Тимоха за дверь выглянул.
— Господи, племянник… фу — чего я, товарищ Дондрюков… простите, я в нижнем… сейчас оденусь.
— Глупости, не стесняйтесь, пожалуйста. Вот, получите предписание из тройки: обыскать пазовский двор, по вашему усмотрению. Люди есть?
— Господи, всё у них экстренности… найдем, слав-те-господи!
— Я, собственно, проездом. Не мое дело, но комиссия просила срочно, а я как раз мимо еду. Ну, всего хорошего. Сегодня только, слышите.
— Мигом, без сомнения…
Позвонив куда надо, Пушков вышел. Насквозь, за кожан пробиралась холодная предутренняя роса. У пазовского дома уж поджидали его четверо, с винтовками. Забарабанили в калитку; цепной пес пролаял заливчато; в доме загомонились.
— Чего надо?
Шершавит за дверью старый бабий голос.
— Отпирай… с обыском.
Завздыхали, замолились, зашлепали куда-то босые ноги.
— Товарищ председатель, — обратился один из отряда, — прикажите ломать.
И ударил прикладом — по двери.
— Погоди, не ерепенься, без тебя знают.
И пока внутри дома ходили да вздыхали, снова примерещилась солнечная, необыкновенная Тайка — и как-то конфузно сделалось, что вот он… Да что, можно сказать, при чем он тут, получивши предписание, должен же он присягу свою соблюдать, а касательно ласк, мало ли чего не приблазнится на майских полуднях; сама девушка лезла — не неволил, и даже с лихим коварством, образованная, а еще так бесстыже к ведомому женатому человеку. Да, одно баловство, и ни к чему оно ему, и Полажку свою он любит побольше чего-прочего…

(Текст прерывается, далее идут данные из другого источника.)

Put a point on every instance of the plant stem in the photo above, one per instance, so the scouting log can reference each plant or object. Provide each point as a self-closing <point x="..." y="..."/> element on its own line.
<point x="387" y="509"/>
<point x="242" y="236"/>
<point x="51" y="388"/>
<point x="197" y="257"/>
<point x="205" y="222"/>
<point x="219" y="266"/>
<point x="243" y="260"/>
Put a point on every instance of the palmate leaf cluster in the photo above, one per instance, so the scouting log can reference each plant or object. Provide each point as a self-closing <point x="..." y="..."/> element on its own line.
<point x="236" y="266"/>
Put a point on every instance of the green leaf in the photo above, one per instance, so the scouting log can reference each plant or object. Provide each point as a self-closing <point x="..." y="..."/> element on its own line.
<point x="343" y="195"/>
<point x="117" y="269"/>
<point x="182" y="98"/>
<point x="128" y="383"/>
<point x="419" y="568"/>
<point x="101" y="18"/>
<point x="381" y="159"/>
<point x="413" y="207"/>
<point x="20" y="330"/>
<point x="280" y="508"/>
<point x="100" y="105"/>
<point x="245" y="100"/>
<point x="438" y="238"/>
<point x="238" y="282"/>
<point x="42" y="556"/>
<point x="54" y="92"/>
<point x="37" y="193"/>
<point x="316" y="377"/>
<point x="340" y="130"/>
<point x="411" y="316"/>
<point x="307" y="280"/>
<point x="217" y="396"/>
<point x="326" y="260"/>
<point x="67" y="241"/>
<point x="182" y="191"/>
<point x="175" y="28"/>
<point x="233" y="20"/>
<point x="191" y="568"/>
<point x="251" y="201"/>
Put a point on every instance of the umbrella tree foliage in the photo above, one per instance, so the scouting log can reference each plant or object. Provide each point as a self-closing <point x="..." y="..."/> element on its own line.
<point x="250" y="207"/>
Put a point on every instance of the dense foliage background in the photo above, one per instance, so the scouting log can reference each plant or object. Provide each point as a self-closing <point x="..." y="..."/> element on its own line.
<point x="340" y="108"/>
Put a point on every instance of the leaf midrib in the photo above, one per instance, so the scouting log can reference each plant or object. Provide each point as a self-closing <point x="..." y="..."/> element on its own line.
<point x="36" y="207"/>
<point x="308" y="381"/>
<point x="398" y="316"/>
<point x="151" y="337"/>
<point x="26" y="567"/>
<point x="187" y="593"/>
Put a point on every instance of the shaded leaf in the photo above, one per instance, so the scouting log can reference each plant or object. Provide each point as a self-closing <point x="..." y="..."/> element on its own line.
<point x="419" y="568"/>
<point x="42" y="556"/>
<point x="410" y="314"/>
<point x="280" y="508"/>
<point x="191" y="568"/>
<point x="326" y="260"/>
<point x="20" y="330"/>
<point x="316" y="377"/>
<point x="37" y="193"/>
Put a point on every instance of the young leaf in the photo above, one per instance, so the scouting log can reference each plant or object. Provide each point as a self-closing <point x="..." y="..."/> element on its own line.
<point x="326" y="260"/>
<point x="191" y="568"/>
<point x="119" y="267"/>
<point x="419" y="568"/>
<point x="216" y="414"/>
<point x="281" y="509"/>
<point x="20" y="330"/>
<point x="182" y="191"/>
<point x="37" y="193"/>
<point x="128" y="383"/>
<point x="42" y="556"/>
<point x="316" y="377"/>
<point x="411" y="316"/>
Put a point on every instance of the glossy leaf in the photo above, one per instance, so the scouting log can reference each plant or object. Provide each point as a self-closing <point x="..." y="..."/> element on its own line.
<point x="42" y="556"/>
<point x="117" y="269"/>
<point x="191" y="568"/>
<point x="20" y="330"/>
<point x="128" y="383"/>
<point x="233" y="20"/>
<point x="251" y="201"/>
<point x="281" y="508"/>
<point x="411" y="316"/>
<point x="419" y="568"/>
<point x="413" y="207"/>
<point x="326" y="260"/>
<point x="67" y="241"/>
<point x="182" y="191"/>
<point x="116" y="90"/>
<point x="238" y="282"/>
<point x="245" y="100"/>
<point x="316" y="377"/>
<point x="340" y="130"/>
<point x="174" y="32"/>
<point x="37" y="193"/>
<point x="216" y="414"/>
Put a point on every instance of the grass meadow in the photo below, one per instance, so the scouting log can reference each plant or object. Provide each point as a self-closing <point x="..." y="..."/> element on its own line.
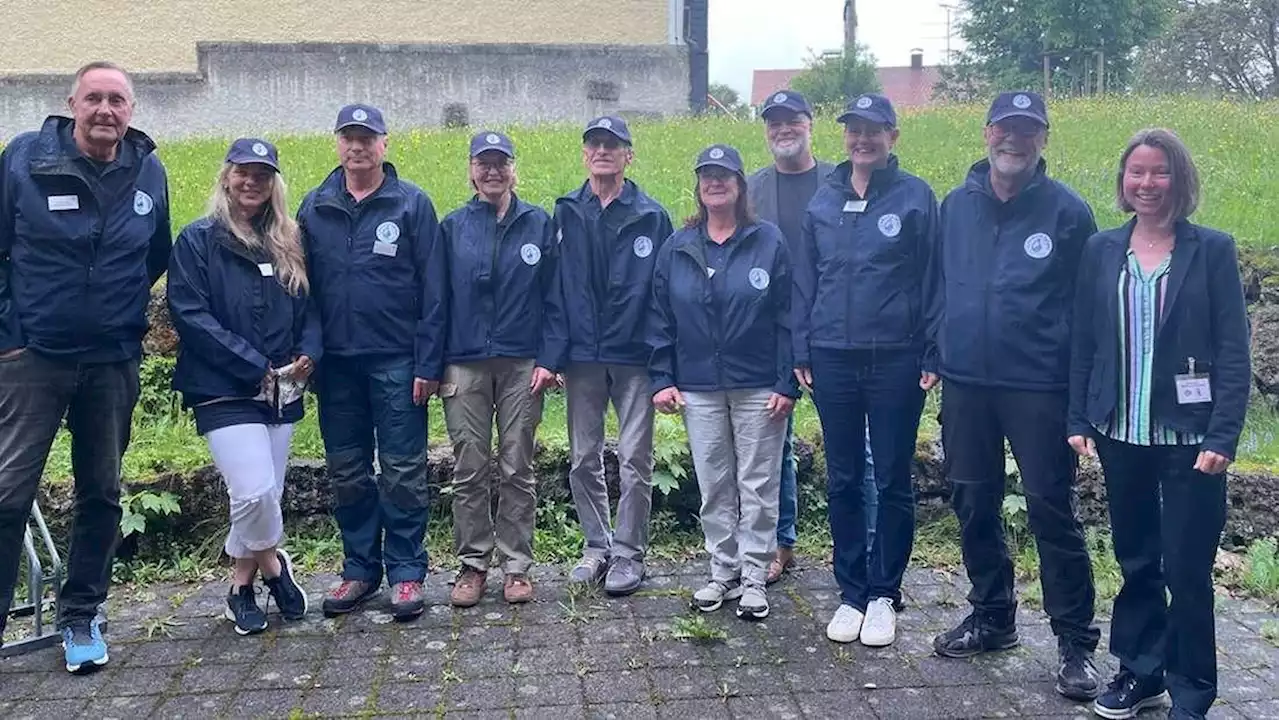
<point x="1232" y="144"/>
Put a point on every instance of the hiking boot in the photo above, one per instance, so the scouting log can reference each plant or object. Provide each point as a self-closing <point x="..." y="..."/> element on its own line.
<point x="347" y="596"/>
<point x="625" y="577"/>
<point x="1128" y="695"/>
<point x="83" y="646"/>
<point x="974" y="636"/>
<point x="467" y="587"/>
<point x="782" y="561"/>
<point x="242" y="609"/>
<point x="714" y="593"/>
<point x="589" y="570"/>
<point x="754" y="604"/>
<point x="1077" y="675"/>
<point x="288" y="595"/>
<point x="880" y="624"/>
<point x="517" y="588"/>
<point x="407" y="600"/>
<point x="846" y="624"/>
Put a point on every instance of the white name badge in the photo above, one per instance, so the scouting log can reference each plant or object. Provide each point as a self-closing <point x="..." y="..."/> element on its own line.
<point x="63" y="203"/>
<point x="1193" y="390"/>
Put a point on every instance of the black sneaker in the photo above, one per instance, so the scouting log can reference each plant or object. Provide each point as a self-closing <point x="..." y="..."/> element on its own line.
<point x="1077" y="675"/>
<point x="1129" y="695"/>
<point x="286" y="591"/>
<point x="242" y="609"/>
<point x="974" y="636"/>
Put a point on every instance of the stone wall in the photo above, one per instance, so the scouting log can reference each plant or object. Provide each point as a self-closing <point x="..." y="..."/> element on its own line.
<point x="243" y="89"/>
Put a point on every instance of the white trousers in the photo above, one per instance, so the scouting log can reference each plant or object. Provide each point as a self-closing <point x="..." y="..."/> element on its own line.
<point x="252" y="460"/>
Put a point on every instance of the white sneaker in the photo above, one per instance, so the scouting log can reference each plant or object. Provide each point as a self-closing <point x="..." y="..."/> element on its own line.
<point x="880" y="627"/>
<point x="845" y="625"/>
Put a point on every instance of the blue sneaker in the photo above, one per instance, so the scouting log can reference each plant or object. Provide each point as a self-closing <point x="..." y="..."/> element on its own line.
<point x="85" y="647"/>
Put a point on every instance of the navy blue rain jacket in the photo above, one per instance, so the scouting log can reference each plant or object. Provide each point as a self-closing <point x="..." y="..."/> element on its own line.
<point x="607" y="277"/>
<point x="504" y="294"/>
<point x="1009" y="281"/>
<point x="378" y="270"/>
<point x="723" y="331"/>
<point x="865" y="279"/>
<point x="77" y="258"/>
<point x="234" y="319"/>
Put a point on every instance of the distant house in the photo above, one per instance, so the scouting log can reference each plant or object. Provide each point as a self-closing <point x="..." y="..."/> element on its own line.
<point x="906" y="86"/>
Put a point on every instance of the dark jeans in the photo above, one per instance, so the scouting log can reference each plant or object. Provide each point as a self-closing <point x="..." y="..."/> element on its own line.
<point x="976" y="420"/>
<point x="383" y="518"/>
<point x="882" y="390"/>
<point x="1166" y="518"/>
<point x="36" y="392"/>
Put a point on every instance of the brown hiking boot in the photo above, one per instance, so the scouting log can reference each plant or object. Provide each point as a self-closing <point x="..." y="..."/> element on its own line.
<point x="467" y="587"/>
<point x="782" y="561"/>
<point x="517" y="588"/>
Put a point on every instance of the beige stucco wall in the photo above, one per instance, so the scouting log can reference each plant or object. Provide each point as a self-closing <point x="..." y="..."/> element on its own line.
<point x="58" y="36"/>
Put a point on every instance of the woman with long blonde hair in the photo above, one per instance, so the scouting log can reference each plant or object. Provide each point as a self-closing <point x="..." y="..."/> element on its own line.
<point x="248" y="341"/>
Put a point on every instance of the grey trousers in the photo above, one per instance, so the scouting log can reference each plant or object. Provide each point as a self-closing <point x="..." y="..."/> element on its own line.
<point x="589" y="387"/>
<point x="737" y="456"/>
<point x="472" y="393"/>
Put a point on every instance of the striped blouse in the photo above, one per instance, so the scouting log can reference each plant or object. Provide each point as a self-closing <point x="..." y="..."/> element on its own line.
<point x="1142" y="304"/>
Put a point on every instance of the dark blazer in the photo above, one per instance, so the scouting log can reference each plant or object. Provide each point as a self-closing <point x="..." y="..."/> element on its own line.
<point x="1205" y="319"/>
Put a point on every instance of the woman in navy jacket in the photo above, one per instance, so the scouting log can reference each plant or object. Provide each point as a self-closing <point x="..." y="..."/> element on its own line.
<point x="504" y="345"/>
<point x="721" y="337"/>
<point x="248" y="340"/>
<point x="1159" y="388"/>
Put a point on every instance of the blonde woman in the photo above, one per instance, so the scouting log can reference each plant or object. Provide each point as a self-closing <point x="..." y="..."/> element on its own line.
<point x="248" y="341"/>
<point x="504" y="342"/>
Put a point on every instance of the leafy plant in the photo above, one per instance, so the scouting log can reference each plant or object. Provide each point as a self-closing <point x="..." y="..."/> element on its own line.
<point x="138" y="506"/>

— Да, что-и-то вы, миленькие, — завздыхала стряпка Офимья, исконная пазовская слуга, дверь готовно распахивая, — каким случаем напасть выпала, Владычица? Живем мы, мирные, знать не знаем…
— Ну-ну, очнись, веди, старая.
Начался обыск. Полетела пыль. Растворяются настежь сундуки, шкапы и буфеты. Всё швырком, да кидком, да небережно: известно — чужое. Уронили со стенки посудную полку, разгрохали вдребезги хрустальное стекло.